My insurance company agreed after seeing weather reports from that area on that date and the damage reports and pictures from Cummins. Comprehensive covered it as flood damage, minus my deductible. And the oil change, coolant change and transmission service were required as part of the rebuild.
So it took Cummins about three weeks to get the parts and do the work. They even replaced the engine computer (ECM) because it had water damage and was intermittently misbehaving and the fuel pump. They reused the block, the valve cover, the oil pan and the crank shaft and the injectors. Pretty much everything else is new. They ran it on their break in program on the dynomometer (about 30 min). Steam cleaned everything and painted it to look like new.
I picked it up about 10 days before we were leaving on this current trip. The ECM reported to the VMSpc 0.9 hours and 2.7 miles. 35 miles to home, 9.5 mpg on an esentially brand new motor. Amazing.

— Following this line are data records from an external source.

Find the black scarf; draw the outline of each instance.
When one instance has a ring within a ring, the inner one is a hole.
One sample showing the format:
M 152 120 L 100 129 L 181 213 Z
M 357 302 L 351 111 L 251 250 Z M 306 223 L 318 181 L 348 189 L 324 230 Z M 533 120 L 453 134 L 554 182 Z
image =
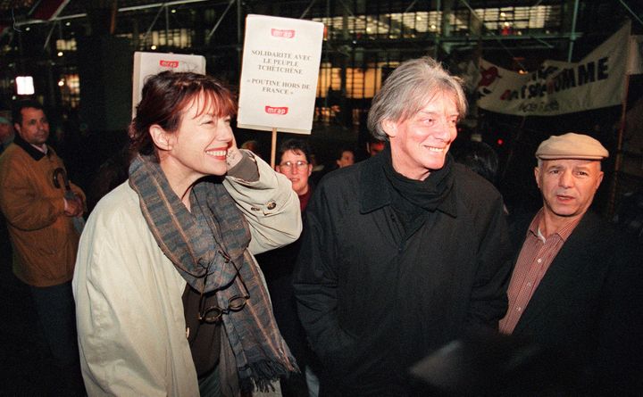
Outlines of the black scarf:
M 190 213 L 161 166 L 139 154 L 129 166 L 129 186 L 138 194 L 141 211 L 159 247 L 193 288 L 215 292 L 219 306 L 226 308 L 230 297 L 244 294 L 240 277 L 246 284 L 250 295 L 246 307 L 222 316 L 230 342 L 222 343 L 222 354 L 226 347 L 231 349 L 236 364 L 236 368 L 226 368 L 232 360 L 222 358 L 222 386 L 234 385 L 234 379 L 227 378 L 238 375 L 241 390 L 251 390 L 254 384 L 265 391 L 271 381 L 296 370 L 247 251 L 247 222 L 221 182 L 202 179 L 193 186 Z M 224 393 L 228 395 L 226 390 Z

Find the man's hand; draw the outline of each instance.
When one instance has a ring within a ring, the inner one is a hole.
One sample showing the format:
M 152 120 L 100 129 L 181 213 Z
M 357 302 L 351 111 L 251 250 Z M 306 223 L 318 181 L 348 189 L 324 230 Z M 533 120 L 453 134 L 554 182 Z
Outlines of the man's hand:
M 73 199 L 63 199 L 65 201 L 64 214 L 68 217 L 78 217 L 83 213 L 83 203 L 79 197 Z

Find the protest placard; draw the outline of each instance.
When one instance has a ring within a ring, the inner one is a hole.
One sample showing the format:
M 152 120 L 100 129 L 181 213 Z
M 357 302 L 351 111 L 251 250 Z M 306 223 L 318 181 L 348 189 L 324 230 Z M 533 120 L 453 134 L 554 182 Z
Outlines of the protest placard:
M 248 15 L 238 127 L 310 134 L 323 24 Z
M 143 85 L 148 76 L 163 70 L 194 71 L 205 74 L 205 58 L 202 55 L 164 53 L 134 53 L 134 73 L 132 76 L 132 117 L 141 100 Z

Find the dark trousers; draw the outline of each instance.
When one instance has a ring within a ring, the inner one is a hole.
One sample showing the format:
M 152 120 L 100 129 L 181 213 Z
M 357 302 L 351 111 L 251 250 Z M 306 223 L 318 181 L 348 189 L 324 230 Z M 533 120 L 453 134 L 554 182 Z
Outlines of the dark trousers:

So my out of pocket will be my deductable, about what I would have paid for the service anyway. I bought a spare air filter and I will check the installed one frequently, especially after rain. I got a deflector for the air intake from John Haygarth. I had several chats with the engine tech, Arvie, who has more than 30 years with Cummins. He was very deliberate about this job, he was the only one who worked on it. He saved every part to show me the wear. He was very careful inside the coach. Susan says it was very clean, even the outside of the coach. He commented every time I talked to him that the Foretravel engine access was great to work on. He showed me a couple other coaches that were not. He was especially impressed with how nice the coach looked after 15 years. They just don’t see that level of care, pride of ownership and quality on other brands.
The bottom line is check your air filter more often than you are doing now especially after a rain event or a wash down. Get an air deflector. Reports are that they extend air filter life. And make sure your insurance coverage is adequate for catastrophic events.
More than 40 forum members reported that they went out to check and then changed their air filters. At last count more than 25 had ordered John Haygarth’s air deflector. One of the great things about the forum is that we share our successes and our difficulties. This problem has not happened to any other FT owner that we know of. It really was an extraordinary event. If folks are aware, maybe it never will again.
I learned a lot about diesel engines.
Now confidence building starts over with our new engine.
I now have 27.5 hours on the engine. All is working well.
We are in Bozeman today, 8/3, getting the starter replaced on the Jeep. Another something. Better here than 20 miles off road.